Nevertheless, once we sat down and the six-year-old began strolling around in delight, various thoughts:
This was also where I got my first taste of grown-up cricket: one day spent at this Test match. When the old firm of Bedi and Prasanna bowled 64 of 70 second-innings overs between them, to hand India an unlikely 60 run win.
I didn't know it then of course, but it would take over 35 years to see my next day of Test cricket inside a stadium.
I don't know why, but the CCI players seem to have been deliberately selected for their diminutive stature. Batsman after batsman strolls in and looks barely taller than the stumps. Stocky, some of them, but short. In contrast, the Englishmen are towering broad-shouldered hulks: Flintoff and Harmison in particular.
When Harmison thunders in, he's all flailing arms flinging thunderbolts past the shoulders and ears of these small CCI players. Sometimes they jump up to defend, but even then the ball whizzes past their chests and thumps into the safe gloves of Jones a long way behind the stumps. Amol Muzumdar unfurls some delicious strokes, but then a Harmison special cracks his thumb and he has to retire.
Why didn't Muzumdar, a triple-centurion at Ranji level, ever get a chance at India colours?

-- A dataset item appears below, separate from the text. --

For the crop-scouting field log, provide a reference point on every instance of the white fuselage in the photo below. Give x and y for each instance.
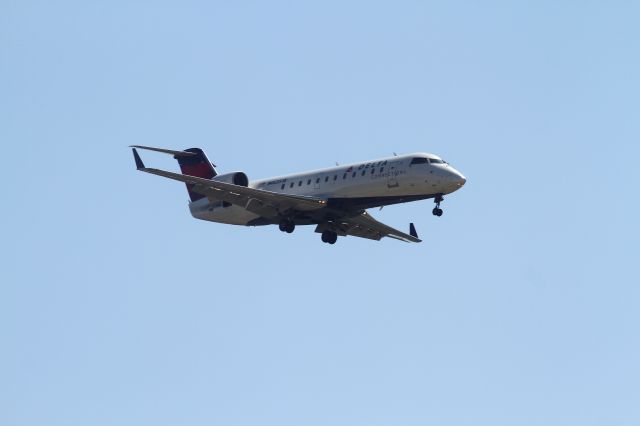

The Brabourne is such a splendid spot. To think this graceful stadium sits here, memories of great innings played on its grass fading with the years, now host only to the very occasional inconsequential match like this one. What a criminal waste to have another stadium, the soul-less Wankhede, come up just half a mile away. What possessed our various cricket big bananas in the early '70s, that things came to such a pass?
Few know that the Brabourne clubhouse was designed by this man.
(Note: He was known by his middle name, which should be spelled "Avicenna").
D'Avoine's ancestors came to India from Mauritius. In his time, and until he died suddenly in 1960, he was one of Bombay's best known architects. He was also a patron of horse-racing, and to this day there is an annual race in his name.
His son Pierre is an award-winning architect in London. And Avi D'Avoine would be thrilled to know that it is not just the architecture genes that his son inherited. Pierre also plays club cricket.